「不用謝我,這是你們應得的。」李學武點點頭說道:「要是沒有這份魄力,你們也賺不到這個錢。」古力同當然知道他在說什麼,也是點頭保證道:「放心吧,在遼東,咱們的步調一致。」
——
李學武想要的可不僅僅是步調一致,跟古力同談過之後,他在送胡可走的時候還聊了兩句。
胡可這一次沒白來,至少拿到了紅鋼集團的底線。
其實與其說是紅鋼集團的底線,倒不如說是李學武的想法。
5月14日,李學武向紅鋼集團管委會提交的關於辭去鋼城冶金廠廠長職務的申請得到了批覆。

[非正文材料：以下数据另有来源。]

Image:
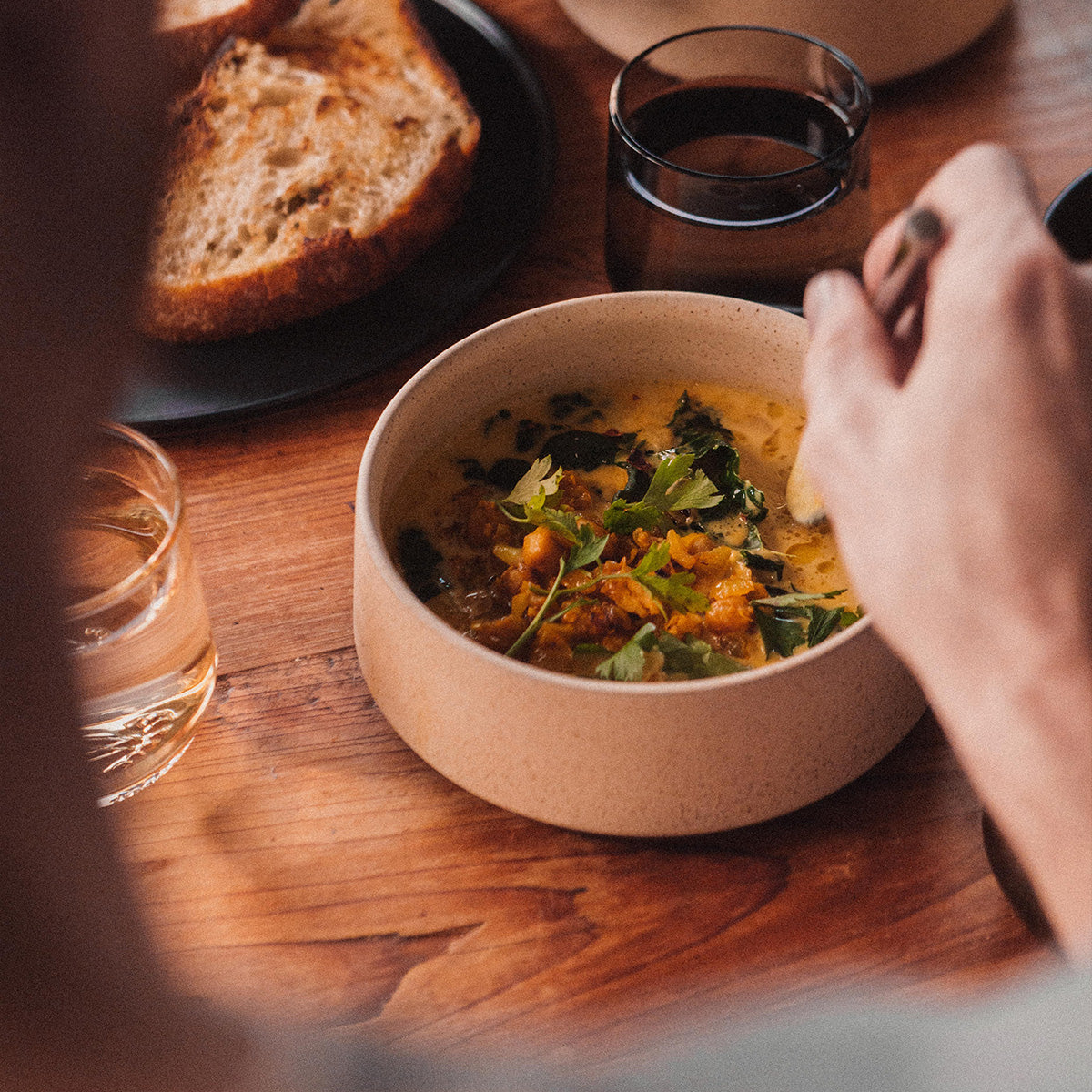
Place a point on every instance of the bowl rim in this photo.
(387, 571)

5月16日,集團管委會下發了擬任命營城船舶製造廠廠長徐斯年同志、鋼城軋鋼廠廠長鄺玉生同志為東北工業發展總公司副總的人事通知。
5月18日,李學武搭乘火車前往奉城與已經抵達那裡的李懷德進行匯合,他們將同其他工業企業代表一起乘坐從奉城飛往東京的專機。

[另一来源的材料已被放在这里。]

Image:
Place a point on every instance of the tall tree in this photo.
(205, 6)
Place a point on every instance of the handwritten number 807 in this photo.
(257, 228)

因為有了上一次去東德的經驗,這一次紅鋼集團依舊是提前安排了大型團隊從港城飛東京。
馹本太小,比東德大不了多少,工業基礎相當,但在技術上卻有著得天獨厚的優勢。
作為阿美莉卡的工業後花園,也是代工的代名詞,這個年代的日本經濟可謂是竄天猴一般的飛起。
這當然也給後來的廣場協定埋下了伏筆,在沒有絕對自保能力的情況下,東京人竟然高喊著要買下阿美莉卡。
「李總,你們幾點到的?」
李學武一下車便見李懷德等人在園區裡散步,這是奉城市的招待所,院子很大,有幾處條件比較好的洋樓,院子裡的景色也很不錯。
李懷德是剛吃了晚飯,同大家一起扯閒蛋,同時遛彎,見李學武下車便招手示意道:「就等你了。」
「古力同還是從我那走的呢。」
李學武笑著指了指正在跟他擺手打招呼的古力同解釋道:「比我早來了幾天。」
「上午11點多到的塔東機場。」
李懷德笑著解釋道:「看著機場是比以前不一樣了,裝置設施也好,功能建築也罷,都拿的出手了。」
「飛機已經有訊息了。」李學武輕聲同老李知會了一句便沒再說,這裡人多。
老李會意地點點頭,臉上也是掩藏不住的笑容,點頭說道:「辛苦你了。」
「工作嘛,哪有不辛苦的。」
李學武沒在意地示意了食堂方向,問道:「怎麼樣,伙食好嗎?」
「你還沒吃飯吧?」李懷德點頭說道:「快去吧,一會兒他們該收拾了。」
「那我先去吃個飯,等一會回來再去找您。」
李學武應了一聲,又按照老李給指的方向往食堂走。
在火車上他倒是想吃來著,可一覺睡到地方,肚子餓了卻只能下火車。
因為要出差,所以沒帶馬寶森來,只有齊言一起,還是送他到這裡匯合。
按照組織流程,他們這些工商業的代表將乘坐同一架飛機,隨行人員早在3天前就已經去了東京。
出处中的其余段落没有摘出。